Towards the end of our time together, she gave me one of the biggest compliments you can give an ethnographer. “I forgot you were filming. You got me eating,” she said. I don’t mean to toot my own horn, but toot toot! In fieldwork, it’s really important that we are as unobtrusive as possible. Because that’s how we learn what we learn!
Just in case you’re wondering, here are some indicators you are hitting the mark in fieldwork:
“I forgot you were here.” I had a nurse say this to me after I had been shadowing her all day to learn how she administered chemotherapy to patients.
“My husband doesn’t know about those.” Sometimes family members will share things with us they don’t even share with each other. We were actually there for the moment a husband told his wife of more than 30 years that he had overactive bladder. He had kept it from her for a long time, and she was a nurse!
“Let me show you.” It’s really important that we see what our participants are talking about, so having them show us how they do something means a lot more than having them simply tell us.

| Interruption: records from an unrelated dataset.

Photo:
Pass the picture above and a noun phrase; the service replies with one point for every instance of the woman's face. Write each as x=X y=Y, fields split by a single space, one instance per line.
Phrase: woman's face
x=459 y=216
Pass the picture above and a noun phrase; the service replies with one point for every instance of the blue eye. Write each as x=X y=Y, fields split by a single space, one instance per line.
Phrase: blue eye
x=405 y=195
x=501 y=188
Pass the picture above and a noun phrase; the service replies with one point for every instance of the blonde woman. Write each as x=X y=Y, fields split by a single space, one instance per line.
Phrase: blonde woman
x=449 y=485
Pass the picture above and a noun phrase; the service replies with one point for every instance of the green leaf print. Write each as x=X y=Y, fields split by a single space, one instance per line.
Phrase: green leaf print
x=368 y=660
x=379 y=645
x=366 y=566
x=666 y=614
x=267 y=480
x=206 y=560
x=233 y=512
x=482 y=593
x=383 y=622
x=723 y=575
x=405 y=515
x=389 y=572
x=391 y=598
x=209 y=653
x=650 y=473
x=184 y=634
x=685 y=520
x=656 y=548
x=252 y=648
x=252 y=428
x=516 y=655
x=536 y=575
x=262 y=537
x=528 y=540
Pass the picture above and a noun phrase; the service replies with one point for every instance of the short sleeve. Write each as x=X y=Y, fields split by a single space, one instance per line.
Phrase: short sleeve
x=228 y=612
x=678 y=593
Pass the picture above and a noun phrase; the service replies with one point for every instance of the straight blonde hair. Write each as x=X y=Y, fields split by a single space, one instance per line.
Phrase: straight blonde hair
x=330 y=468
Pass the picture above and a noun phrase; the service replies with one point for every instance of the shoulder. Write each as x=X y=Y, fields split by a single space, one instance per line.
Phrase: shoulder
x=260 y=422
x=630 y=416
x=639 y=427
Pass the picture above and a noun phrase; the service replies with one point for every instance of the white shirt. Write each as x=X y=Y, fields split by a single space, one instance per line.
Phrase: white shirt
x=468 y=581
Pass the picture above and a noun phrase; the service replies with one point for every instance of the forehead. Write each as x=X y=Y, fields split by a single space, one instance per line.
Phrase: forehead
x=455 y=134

“Oh yeah, I forgot about the money.” There is an incentive involved for our participants. It’s not a lot, but it does thank them for allowing us to spend time in their lives. We can’t tell you how many times at the end of fieldwork this has happened.
“This was fun. I never get to talk about myself!” Every one has a story to tell, and most people actually thank us for letting them share about themselves without dominating the conversation.